Metadata-Version: 2.1
Name: grevling
Version: 2.1.3
Summary: A batch runner tool
License: AGPL3
Author: Eivind Fonn
Author-email: eivind.fonn@sintef.no
Requires-Python: >=3.9,<4.0
Classifier: License :: Other/Proprietary License
Classifier: Programming Language :: Python :: 3
Classifier: Programming Language :: Python :: 3.9
Classifier: Programming Language :: Python :: 3.10
Classifier: Programming Language :: Python :: 3.11
Classifier: Programming Language :: Python :: 3.12
Classifier: Programming Language :: Python :: 3.13
Requires-Dist: Mako (>=1.2.2,<2.0.0)
Requires-Dist: PyYAML (>=6.0.1,<7.0.0)
Requires-Dist: asteval (>=0.9.31,<0.10.0)
Requires-Dist: bidict (>=0.22.1,<0.23.0)
Requires-Dist: click (>=8.1.7,<9.0.0)
Requires-Dist: fasteners (>=0.19,<0.20)
Requires-Dist: goldpy (>=2.1,<3.0)
Requires-Dist: numpy (>=1.24,<2.0)
Requires-Dist: pandas (>=2.0,<3.0)
Requires-Dist: pyarrow (>=14.0.1,<15.0.0)
Requires-Dist: pydantic (>=2,<3)
Requires-Dist: rich (>=13.6.0,<14.0.0)
Requires-Dist: typing-extensions (==4.11.0)
Description-Content-Type: text/markdown

# Grevling

Grevling (Norwegian for "badger") is a tool for running parameter studies, where
for a given set of parameter values, a sequence of commands are run based on
input files, generating output that should be captured or analyzed.
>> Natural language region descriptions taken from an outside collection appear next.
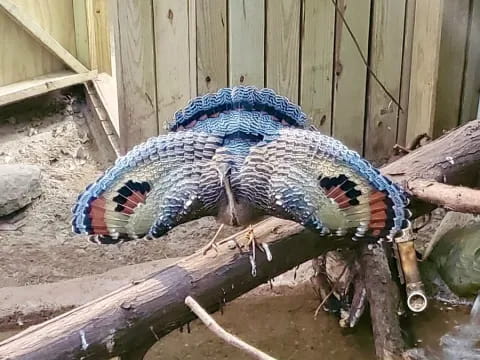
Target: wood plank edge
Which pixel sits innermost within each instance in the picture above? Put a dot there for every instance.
(29, 88)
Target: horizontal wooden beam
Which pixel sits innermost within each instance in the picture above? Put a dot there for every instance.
(29, 88)
(38, 33)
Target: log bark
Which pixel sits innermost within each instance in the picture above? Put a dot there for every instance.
(384, 299)
(131, 319)
(455, 198)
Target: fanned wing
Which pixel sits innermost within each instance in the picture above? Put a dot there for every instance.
(315, 180)
(159, 184)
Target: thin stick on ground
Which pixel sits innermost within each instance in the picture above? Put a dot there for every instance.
(213, 326)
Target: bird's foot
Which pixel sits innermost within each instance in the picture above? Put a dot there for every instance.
(251, 241)
(212, 244)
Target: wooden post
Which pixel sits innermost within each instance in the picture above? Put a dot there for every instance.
(386, 62)
(172, 58)
(424, 71)
(471, 76)
(283, 44)
(85, 32)
(316, 79)
(451, 65)
(136, 81)
(246, 42)
(211, 45)
(350, 73)
(42, 36)
(102, 29)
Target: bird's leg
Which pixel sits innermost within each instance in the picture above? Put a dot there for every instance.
(212, 243)
(251, 240)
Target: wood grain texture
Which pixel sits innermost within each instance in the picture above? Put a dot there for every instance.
(386, 61)
(172, 58)
(451, 64)
(425, 59)
(211, 45)
(283, 47)
(103, 29)
(316, 80)
(29, 24)
(246, 42)
(350, 74)
(192, 42)
(83, 39)
(136, 66)
(406, 70)
(56, 18)
(471, 77)
(28, 88)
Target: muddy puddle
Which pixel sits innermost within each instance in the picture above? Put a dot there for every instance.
(284, 327)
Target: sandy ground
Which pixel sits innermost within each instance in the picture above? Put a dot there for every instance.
(44, 249)
(56, 138)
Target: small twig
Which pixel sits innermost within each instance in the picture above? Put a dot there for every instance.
(401, 148)
(456, 198)
(317, 310)
(364, 59)
(417, 141)
(213, 326)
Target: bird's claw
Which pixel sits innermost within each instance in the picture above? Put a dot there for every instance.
(251, 241)
(212, 244)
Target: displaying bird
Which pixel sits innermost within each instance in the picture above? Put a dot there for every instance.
(240, 154)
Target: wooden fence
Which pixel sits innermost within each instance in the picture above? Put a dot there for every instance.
(50, 44)
(424, 52)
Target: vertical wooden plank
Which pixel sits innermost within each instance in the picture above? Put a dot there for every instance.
(350, 73)
(211, 45)
(425, 58)
(471, 78)
(192, 42)
(136, 69)
(246, 42)
(85, 32)
(316, 80)
(283, 47)
(386, 61)
(451, 65)
(53, 16)
(102, 36)
(173, 71)
(406, 71)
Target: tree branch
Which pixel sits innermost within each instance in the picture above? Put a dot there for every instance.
(134, 317)
(456, 198)
(213, 326)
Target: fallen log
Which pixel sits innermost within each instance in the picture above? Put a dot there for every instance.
(131, 319)
(128, 321)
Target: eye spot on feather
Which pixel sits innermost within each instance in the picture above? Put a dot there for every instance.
(341, 190)
(130, 196)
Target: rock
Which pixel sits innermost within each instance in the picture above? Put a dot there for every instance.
(80, 153)
(19, 185)
(457, 258)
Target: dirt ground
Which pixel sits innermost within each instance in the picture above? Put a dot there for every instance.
(44, 249)
(55, 137)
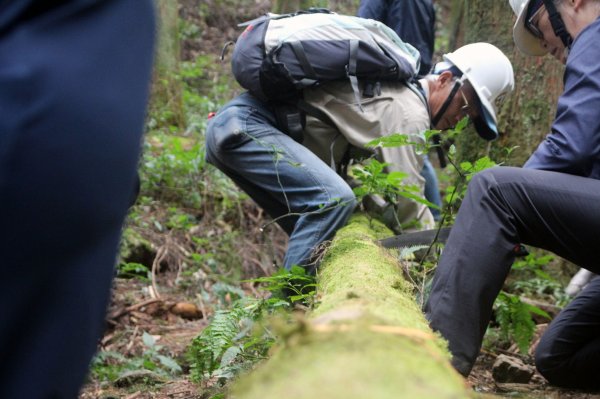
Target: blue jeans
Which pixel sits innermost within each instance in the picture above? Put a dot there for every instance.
(308, 199)
(432, 192)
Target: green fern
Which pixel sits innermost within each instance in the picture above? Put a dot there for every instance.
(222, 347)
(515, 319)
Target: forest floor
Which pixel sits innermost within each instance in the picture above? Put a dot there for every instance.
(172, 314)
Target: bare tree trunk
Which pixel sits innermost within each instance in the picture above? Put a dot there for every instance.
(166, 88)
(524, 119)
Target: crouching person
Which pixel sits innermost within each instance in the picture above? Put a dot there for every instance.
(297, 183)
(550, 203)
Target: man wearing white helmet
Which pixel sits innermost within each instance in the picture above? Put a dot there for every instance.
(300, 187)
(551, 203)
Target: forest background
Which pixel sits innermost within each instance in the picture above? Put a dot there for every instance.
(193, 242)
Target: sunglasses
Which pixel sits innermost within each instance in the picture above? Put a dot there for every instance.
(532, 23)
(466, 108)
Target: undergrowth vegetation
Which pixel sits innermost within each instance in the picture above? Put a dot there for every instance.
(191, 220)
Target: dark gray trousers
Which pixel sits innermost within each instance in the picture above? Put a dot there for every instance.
(504, 207)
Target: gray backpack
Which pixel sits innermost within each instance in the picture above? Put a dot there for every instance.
(279, 55)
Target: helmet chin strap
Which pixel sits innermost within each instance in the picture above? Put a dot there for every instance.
(436, 118)
(558, 24)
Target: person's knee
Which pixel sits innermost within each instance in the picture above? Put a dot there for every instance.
(224, 132)
(346, 198)
(550, 365)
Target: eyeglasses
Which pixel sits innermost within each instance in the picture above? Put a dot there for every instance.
(532, 23)
(466, 108)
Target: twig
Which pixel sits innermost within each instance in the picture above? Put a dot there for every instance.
(134, 307)
(160, 256)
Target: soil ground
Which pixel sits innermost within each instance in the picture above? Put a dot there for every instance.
(134, 310)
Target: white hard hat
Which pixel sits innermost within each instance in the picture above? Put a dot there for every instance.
(524, 39)
(491, 74)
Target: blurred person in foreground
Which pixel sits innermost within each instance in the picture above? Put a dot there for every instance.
(75, 76)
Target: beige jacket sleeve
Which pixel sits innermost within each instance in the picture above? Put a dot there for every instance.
(396, 110)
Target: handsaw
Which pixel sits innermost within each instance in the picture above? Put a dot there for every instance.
(427, 237)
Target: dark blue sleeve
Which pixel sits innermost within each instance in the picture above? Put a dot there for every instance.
(573, 146)
(373, 9)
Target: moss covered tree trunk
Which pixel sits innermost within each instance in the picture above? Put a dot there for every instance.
(367, 338)
(167, 91)
(526, 115)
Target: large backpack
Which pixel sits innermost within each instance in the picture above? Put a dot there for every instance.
(279, 55)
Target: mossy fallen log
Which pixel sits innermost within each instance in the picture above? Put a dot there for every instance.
(367, 338)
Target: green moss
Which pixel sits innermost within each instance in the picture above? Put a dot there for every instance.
(366, 339)
(348, 365)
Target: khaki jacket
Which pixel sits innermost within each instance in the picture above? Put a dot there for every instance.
(397, 110)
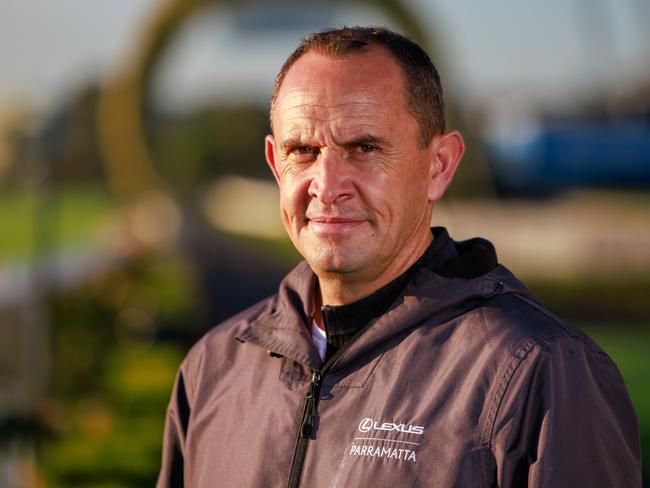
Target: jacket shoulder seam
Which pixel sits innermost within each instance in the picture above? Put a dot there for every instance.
(519, 356)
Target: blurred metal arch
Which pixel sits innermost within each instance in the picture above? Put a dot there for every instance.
(125, 149)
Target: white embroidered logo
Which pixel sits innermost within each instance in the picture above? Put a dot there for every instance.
(368, 424)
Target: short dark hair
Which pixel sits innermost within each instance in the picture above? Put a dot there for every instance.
(421, 80)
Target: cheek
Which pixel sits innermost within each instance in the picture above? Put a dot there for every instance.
(293, 198)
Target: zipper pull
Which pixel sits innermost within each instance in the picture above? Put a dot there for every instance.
(313, 393)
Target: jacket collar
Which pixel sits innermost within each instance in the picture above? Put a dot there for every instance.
(430, 295)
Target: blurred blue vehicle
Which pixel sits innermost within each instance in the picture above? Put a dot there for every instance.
(539, 159)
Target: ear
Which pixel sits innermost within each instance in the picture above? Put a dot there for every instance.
(269, 152)
(447, 151)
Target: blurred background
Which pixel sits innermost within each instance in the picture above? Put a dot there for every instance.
(136, 209)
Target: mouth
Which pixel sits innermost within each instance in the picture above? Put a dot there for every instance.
(333, 225)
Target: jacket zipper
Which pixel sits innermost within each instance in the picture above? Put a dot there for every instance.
(310, 411)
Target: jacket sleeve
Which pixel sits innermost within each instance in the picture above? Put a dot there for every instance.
(566, 420)
(173, 452)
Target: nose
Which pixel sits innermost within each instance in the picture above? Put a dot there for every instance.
(330, 182)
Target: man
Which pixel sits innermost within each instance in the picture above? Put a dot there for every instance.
(393, 356)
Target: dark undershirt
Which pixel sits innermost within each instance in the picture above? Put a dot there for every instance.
(343, 321)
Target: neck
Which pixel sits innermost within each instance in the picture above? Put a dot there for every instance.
(345, 288)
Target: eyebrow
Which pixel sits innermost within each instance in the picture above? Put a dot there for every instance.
(363, 139)
(349, 144)
(291, 143)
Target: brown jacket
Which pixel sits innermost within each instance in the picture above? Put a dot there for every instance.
(462, 383)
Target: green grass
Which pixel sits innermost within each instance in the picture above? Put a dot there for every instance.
(629, 348)
(33, 224)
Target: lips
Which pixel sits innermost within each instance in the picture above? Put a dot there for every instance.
(328, 225)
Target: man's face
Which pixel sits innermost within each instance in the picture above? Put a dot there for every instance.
(353, 179)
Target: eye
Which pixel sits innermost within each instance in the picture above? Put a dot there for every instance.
(304, 150)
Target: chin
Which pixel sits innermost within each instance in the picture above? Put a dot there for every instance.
(333, 263)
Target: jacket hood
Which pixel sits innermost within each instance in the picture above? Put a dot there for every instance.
(461, 284)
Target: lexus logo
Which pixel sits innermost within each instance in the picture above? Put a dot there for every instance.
(368, 424)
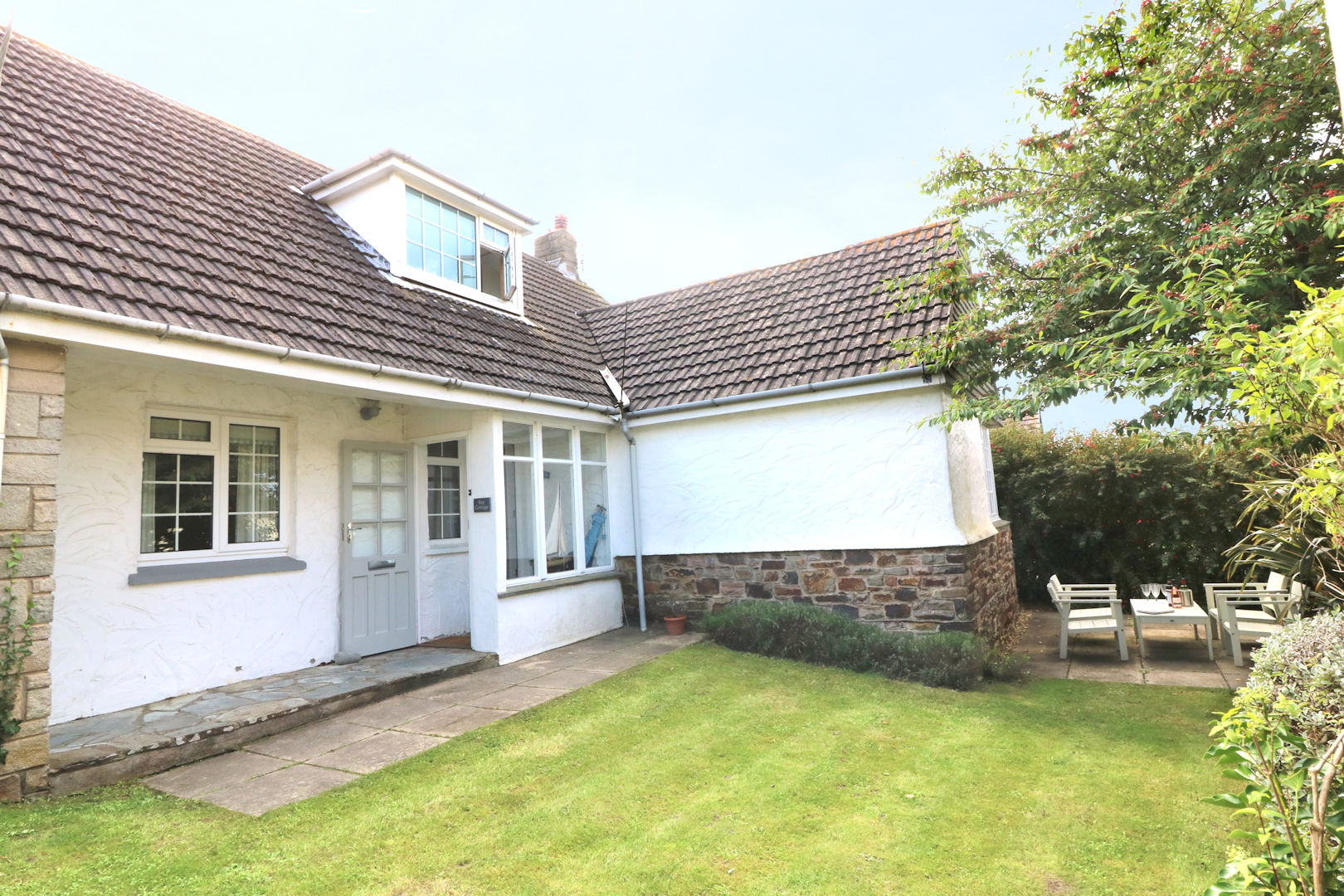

Grevling
intends, in this setting, to replace the ubiquitous bash scripts.

## Usage

To use Grevling most effectively, create a new directory for each study you'd
like to run. In this directory, add all the files you need to run your study,
as well as a file called `grevling.yaml`. This file describes, essentially,
which parameter values to run, how to run a case and which output to capture
for later. Then use `grevling run` to run everything automatically.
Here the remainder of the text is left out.